The federal indictment charges former Freedom Industries presidents Gary Southern and Dennis P. Farrell and two others with failing to ensure that the company operated in a reasonable and environmentally sound manner the steel tank that leaked the coal-cleaning chemical.
Southern also faces federal fraud charges related to the company's bankruptcy case. Freedom filed for the protection eight days after the Jan. 9 leak into the Elk River in Charleston. …

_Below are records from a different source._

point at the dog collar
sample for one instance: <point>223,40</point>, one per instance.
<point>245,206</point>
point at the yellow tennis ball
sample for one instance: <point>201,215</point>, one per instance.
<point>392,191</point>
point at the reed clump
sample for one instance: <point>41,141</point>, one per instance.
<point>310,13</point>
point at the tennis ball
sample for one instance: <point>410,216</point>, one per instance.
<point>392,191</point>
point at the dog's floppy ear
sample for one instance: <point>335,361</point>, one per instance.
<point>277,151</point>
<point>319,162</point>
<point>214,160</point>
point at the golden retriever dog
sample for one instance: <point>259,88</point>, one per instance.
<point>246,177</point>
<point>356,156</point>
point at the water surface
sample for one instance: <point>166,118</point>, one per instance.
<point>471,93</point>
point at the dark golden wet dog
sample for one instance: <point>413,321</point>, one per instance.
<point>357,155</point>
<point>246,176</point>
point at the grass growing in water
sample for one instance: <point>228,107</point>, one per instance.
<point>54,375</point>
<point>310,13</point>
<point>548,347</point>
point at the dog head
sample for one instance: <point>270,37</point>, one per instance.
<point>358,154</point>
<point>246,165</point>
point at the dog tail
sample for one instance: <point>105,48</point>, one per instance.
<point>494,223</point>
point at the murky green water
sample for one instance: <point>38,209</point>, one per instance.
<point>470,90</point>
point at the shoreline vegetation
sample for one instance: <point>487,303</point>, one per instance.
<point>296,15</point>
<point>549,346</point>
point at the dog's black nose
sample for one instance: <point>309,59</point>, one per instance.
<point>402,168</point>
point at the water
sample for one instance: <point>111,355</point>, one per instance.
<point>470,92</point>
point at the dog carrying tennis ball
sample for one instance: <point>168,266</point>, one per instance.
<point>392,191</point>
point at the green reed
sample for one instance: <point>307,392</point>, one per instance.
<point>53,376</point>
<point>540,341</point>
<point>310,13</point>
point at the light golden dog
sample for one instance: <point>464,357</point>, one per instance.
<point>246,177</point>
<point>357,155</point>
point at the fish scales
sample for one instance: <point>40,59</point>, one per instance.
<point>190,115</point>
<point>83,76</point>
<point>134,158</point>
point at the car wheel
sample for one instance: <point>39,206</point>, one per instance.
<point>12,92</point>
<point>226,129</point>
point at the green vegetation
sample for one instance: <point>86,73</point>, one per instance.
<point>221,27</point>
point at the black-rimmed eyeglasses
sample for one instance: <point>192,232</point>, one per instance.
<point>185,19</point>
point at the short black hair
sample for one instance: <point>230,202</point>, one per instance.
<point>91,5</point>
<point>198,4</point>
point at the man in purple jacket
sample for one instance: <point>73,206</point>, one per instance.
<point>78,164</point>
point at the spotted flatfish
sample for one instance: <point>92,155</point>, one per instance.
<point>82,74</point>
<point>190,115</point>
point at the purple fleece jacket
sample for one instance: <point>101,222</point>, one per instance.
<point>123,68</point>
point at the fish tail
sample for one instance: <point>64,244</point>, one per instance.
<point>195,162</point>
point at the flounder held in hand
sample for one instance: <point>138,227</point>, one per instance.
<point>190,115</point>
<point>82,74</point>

U.S. Attorney General Eric Holder said in a statement that the tank conditions at Freedom Industries "were not only grievously unacceptable, but unlawful. They put an entire population needlessly at risk. As these actions make clear, such conduct cannot, and will not, be tolerated."
This all follows the earlier indictment of Don Blankenship, the longtime chief executive officer of Massey Energy, who was indicted on charges that he orchestrated the routine violation of key federal mine safety rules at the company’s Upper Big Branch Mine prior to an April 2010 explosion that killed 29 miners. As we noted in our earlier coverage of this case, CEO indictments almost never happen.
Seems like a perfect set up for a Colbert segment. What shall we do without him?
(And what shall you do without us for a couple weeks? We'll be off for the holidays. See you all next year!)